Retinitis pigmentosa is a group of diseases of genetic origin that manifest in different ways in those affected. They cause progressive vision loss, very slow in some cases and accelerated in others.

Retinitis pigmentosa is not actually a single disease, but a group of inherited, degenerative and progressive diseases. It is estimated to affect one in 4000 people worldwide, although this number varies depending on the region where it occurs.

It is considered a rare disease since so far only the mutations causing half of the cases have been identified. This despite the fact that retinitis pigmentosa was first described in 1885 by Donders, i.e. over a century ago.

Retinitis pigmentosa is a complex disease that science does not yet fully understand. Currently, it is believed that its development is influenced not only by genetics, but by various environmental factors, but there is still no conclusive research.

What is retinitis pigmentosa

Retinitis pigmentosa is a group of genetic disorders that affect the retina’s ability to respond to light. It usually affects both eyes and leads to gradual loss of vision. In some cases, it can even lead to total blindness.

The retina is the layer that lines the inner part of the eye. Its function is to receive and process images to send them to the brain via the optic nerve. In retinitis pigmentosa, certain cells in the retina are destroyed. There is also usually a buildup of pigment in the back of the eye.

The most common situation is that this type of disease appears between the ages of 25 and 40. However, cases of manifestation before the age of 20 have also been reported, although very rarely before adolescence. It can also occur after 50 years.

The causes

The cause of this disease is essentially genetic, that is to say hereditary. The problem almost always stems from the existence of one or two faulty genes. In other cases, a genetic mutation occurs in people without a family history of the disease.

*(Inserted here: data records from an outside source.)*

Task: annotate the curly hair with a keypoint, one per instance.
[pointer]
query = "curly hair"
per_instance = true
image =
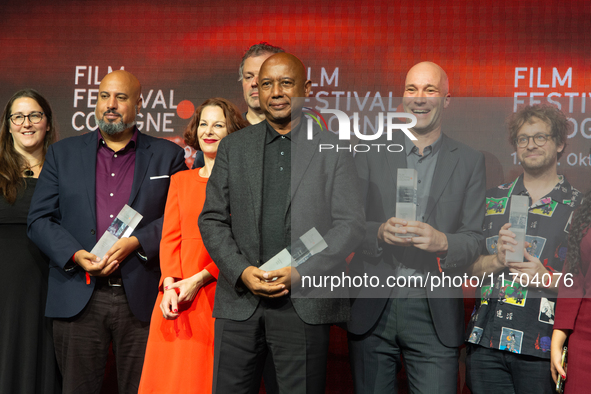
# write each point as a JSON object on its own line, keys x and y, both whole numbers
{"x": 234, "y": 121}
{"x": 552, "y": 116}
{"x": 12, "y": 162}
{"x": 578, "y": 229}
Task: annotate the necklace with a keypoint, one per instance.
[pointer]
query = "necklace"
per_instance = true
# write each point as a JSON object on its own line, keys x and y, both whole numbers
{"x": 28, "y": 172}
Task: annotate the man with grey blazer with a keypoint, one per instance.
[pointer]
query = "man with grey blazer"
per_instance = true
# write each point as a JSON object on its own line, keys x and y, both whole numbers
{"x": 423, "y": 326}
{"x": 270, "y": 185}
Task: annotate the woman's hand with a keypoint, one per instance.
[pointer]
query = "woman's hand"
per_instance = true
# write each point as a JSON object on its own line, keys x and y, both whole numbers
{"x": 169, "y": 304}
{"x": 190, "y": 286}
{"x": 558, "y": 339}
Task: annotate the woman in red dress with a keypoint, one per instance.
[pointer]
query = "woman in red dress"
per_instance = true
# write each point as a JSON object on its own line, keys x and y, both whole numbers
{"x": 179, "y": 353}
{"x": 573, "y": 308}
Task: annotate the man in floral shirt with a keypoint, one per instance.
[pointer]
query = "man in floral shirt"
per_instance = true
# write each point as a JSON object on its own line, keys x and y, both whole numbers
{"x": 510, "y": 330}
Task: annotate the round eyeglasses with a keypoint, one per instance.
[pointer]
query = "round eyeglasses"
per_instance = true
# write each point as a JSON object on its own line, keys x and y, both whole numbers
{"x": 19, "y": 119}
{"x": 539, "y": 139}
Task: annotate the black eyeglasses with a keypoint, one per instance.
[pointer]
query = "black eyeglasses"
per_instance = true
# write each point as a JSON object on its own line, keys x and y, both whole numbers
{"x": 539, "y": 139}
{"x": 19, "y": 119}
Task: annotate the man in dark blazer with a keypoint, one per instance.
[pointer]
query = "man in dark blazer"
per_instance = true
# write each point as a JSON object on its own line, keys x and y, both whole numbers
{"x": 255, "y": 207}
{"x": 86, "y": 180}
{"x": 424, "y": 327}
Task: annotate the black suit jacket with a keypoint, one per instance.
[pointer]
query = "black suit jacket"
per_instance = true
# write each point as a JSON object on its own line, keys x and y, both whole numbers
{"x": 324, "y": 194}
{"x": 62, "y": 219}
{"x": 455, "y": 207}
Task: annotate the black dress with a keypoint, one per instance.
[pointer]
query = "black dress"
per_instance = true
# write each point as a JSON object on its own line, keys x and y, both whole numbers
{"x": 27, "y": 356}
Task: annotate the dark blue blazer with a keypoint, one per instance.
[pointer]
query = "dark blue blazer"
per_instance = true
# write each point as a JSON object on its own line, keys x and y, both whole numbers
{"x": 62, "y": 219}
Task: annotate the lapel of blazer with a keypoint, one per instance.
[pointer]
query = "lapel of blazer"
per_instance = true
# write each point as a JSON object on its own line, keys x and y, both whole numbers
{"x": 301, "y": 156}
{"x": 446, "y": 163}
{"x": 254, "y": 152}
{"x": 142, "y": 161}
{"x": 88, "y": 163}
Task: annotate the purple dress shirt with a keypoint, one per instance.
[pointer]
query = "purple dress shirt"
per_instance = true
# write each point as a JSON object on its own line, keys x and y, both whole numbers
{"x": 114, "y": 178}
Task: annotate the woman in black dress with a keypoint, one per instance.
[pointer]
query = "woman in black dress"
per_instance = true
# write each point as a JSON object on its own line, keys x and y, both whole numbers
{"x": 27, "y": 357}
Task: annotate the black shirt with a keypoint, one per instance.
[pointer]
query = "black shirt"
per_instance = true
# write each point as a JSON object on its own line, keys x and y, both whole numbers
{"x": 275, "y": 218}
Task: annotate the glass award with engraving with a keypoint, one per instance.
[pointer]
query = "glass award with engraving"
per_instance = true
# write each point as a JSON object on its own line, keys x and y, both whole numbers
{"x": 518, "y": 220}
{"x": 406, "y": 196}
{"x": 122, "y": 227}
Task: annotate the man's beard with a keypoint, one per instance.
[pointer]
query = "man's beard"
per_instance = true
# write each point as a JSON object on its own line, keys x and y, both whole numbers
{"x": 113, "y": 128}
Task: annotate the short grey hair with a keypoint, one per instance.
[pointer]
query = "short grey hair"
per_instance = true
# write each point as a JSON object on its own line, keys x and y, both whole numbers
{"x": 257, "y": 50}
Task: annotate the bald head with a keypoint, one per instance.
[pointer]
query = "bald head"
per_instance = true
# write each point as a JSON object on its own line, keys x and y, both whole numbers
{"x": 118, "y": 102}
{"x": 282, "y": 77}
{"x": 284, "y": 59}
{"x": 426, "y": 95}
{"x": 124, "y": 78}
{"x": 429, "y": 71}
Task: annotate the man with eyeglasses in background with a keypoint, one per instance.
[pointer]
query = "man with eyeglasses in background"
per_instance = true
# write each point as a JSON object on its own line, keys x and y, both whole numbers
{"x": 509, "y": 332}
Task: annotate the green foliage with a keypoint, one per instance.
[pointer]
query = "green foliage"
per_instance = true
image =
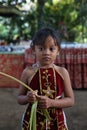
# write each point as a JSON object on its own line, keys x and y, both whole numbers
{"x": 69, "y": 17}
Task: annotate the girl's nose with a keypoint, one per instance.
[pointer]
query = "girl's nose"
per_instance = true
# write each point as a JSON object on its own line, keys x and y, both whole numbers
{"x": 46, "y": 51}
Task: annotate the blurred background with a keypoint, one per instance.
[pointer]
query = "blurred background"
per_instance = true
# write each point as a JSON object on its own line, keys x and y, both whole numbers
{"x": 19, "y": 20}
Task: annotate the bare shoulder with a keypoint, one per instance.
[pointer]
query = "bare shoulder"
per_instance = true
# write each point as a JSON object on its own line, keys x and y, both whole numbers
{"x": 62, "y": 71}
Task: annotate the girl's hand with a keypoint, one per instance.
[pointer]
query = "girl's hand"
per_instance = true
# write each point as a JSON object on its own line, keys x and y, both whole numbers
{"x": 43, "y": 102}
{"x": 31, "y": 97}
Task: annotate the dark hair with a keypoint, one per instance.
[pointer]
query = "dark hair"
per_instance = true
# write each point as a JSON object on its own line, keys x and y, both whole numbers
{"x": 41, "y": 36}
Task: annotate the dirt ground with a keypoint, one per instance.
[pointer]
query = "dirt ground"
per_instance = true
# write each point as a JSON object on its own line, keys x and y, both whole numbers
{"x": 11, "y": 112}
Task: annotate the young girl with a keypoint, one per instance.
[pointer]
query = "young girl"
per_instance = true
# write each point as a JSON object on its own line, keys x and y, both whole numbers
{"x": 51, "y": 81}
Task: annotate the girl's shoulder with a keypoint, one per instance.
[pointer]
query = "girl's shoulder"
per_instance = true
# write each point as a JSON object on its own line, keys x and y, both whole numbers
{"x": 62, "y": 71}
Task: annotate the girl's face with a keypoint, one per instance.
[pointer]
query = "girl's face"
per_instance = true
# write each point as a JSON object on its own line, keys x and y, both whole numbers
{"x": 47, "y": 53}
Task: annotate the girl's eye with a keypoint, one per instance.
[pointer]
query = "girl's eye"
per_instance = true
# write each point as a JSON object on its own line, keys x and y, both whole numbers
{"x": 51, "y": 49}
{"x": 41, "y": 48}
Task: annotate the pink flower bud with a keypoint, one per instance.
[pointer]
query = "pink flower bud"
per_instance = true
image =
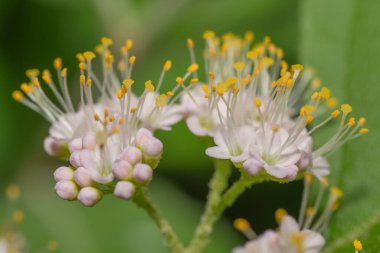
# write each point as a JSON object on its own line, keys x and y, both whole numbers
{"x": 122, "y": 169}
{"x": 52, "y": 147}
{"x": 66, "y": 189}
{"x": 152, "y": 147}
{"x": 63, "y": 173}
{"x": 82, "y": 177}
{"x": 89, "y": 141}
{"x": 142, "y": 173}
{"x": 131, "y": 154}
{"x": 75, "y": 159}
{"x": 75, "y": 145}
{"x": 252, "y": 166}
{"x": 142, "y": 135}
{"x": 124, "y": 190}
{"x": 89, "y": 196}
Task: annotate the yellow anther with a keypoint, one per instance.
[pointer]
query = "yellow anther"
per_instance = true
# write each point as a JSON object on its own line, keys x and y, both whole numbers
{"x": 332, "y": 102}
{"x": 335, "y": 114}
{"x": 310, "y": 211}
{"x": 13, "y": 192}
{"x": 257, "y": 102}
{"x": 192, "y": 68}
{"x": 296, "y": 67}
{"x": 18, "y": 216}
{"x": 149, "y": 86}
{"x": 280, "y": 214}
{"x": 129, "y": 44}
{"x": 241, "y": 224}
{"x": 222, "y": 87}
{"x": 324, "y": 181}
{"x": 346, "y": 108}
{"x": 239, "y": 66}
{"x": 88, "y": 55}
{"x": 106, "y": 41}
{"x": 190, "y": 43}
{"x": 358, "y": 245}
{"x": 308, "y": 178}
{"x": 57, "y": 63}
{"x": 194, "y": 80}
{"x": 80, "y": 57}
{"x": 336, "y": 192}
{"x": 128, "y": 83}
{"x": 17, "y": 95}
{"x": 26, "y": 88}
{"x": 64, "y": 72}
{"x": 275, "y": 128}
{"x": 362, "y": 121}
{"x": 249, "y": 36}
{"x": 309, "y": 119}
{"x": 52, "y": 245}
{"x": 208, "y": 35}
{"x": 315, "y": 83}
{"x": 179, "y": 80}
{"x": 169, "y": 93}
{"x": 31, "y": 73}
{"x": 211, "y": 75}
{"x": 36, "y": 83}
{"x": 161, "y": 100}
{"x": 325, "y": 93}
{"x": 132, "y": 60}
{"x": 231, "y": 81}
{"x": 167, "y": 65}
{"x": 82, "y": 79}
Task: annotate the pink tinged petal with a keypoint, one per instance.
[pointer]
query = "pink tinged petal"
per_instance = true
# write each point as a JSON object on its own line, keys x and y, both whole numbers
{"x": 66, "y": 189}
{"x": 143, "y": 135}
{"x": 195, "y": 127}
{"x": 289, "y": 225}
{"x": 276, "y": 171}
{"x": 122, "y": 169}
{"x": 131, "y": 154}
{"x": 124, "y": 190}
{"x": 89, "y": 141}
{"x": 89, "y": 196}
{"x": 313, "y": 242}
{"x": 152, "y": 147}
{"x": 63, "y": 173}
{"x": 252, "y": 166}
{"x": 142, "y": 173}
{"x": 75, "y": 145}
{"x": 82, "y": 177}
{"x": 75, "y": 159}
{"x": 52, "y": 147}
{"x": 218, "y": 152}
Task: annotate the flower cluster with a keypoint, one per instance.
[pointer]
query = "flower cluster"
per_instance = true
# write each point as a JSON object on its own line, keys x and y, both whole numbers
{"x": 302, "y": 236}
{"x": 109, "y": 142}
{"x": 252, "y": 105}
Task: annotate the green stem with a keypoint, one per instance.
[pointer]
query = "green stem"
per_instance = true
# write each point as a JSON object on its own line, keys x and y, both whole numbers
{"x": 143, "y": 200}
{"x": 216, "y": 205}
{"x": 217, "y": 185}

There are basically four types of retinitis pigmentosa:

• Autosomal Dominant Model (ADRP) : When the disease is present in one of the parents and one of the children. This corresponds to between 6 and 15% of cases.
• Autosomal recessive model (ARRP) : when the father does not have the disease, but passes it on and one of the children has it. The deterioration begins with old age. This corresponds between 22 and 26% of cases.
• From the X-linked scheme (XLRP) : the mother does not have the disease but passes it on to one of her male children. This corresponds between 1 and 10% of cases.
• Simple diagram : these are cases in which there is no family history of the disease or modes of transmission from the parents. This corresponds to 50% of cases.

Currently, it is suspected that environmental factors are involved in the emergence of this disease. It has been suggested that ingestion of lutein, antioxidant vitamins, and omega 3s slows the progression of this disease. Likewise, the consumption of tobacco, alcohol, exposure to the sun and stress seem to accelerate it.

Other facts about the disease

The first manifestation of the disease is usually difficulty seeing in low light conditions and at night. Likewise, the ability to perceive the peripheral visual field is gradually lost, resulting in tunnel vision. In other words, you only see what’s in front.

Deterioration usually occurs slowly but gradually. Sometimes it takes many years between the onset of symptoms and the diagnosis of retinitis pigmentosa. It is important to note, however, that the disease does not affect all people the same way, even if they are from the same family.

At the moment, there is no cure for this disease. However, several investigations are underway on the subject. It is estimated that there are currently around two million people worldwide who suffer from this disease. Likewise, it is estimated that one in 80 people carry the defective genes that cause them.

A person who has been diagnosed with this condition will need psychological support to deal with the possibility of total blindness. Virtually anyone can lead an independent life, even with blindness, if they train physically and mentally for it.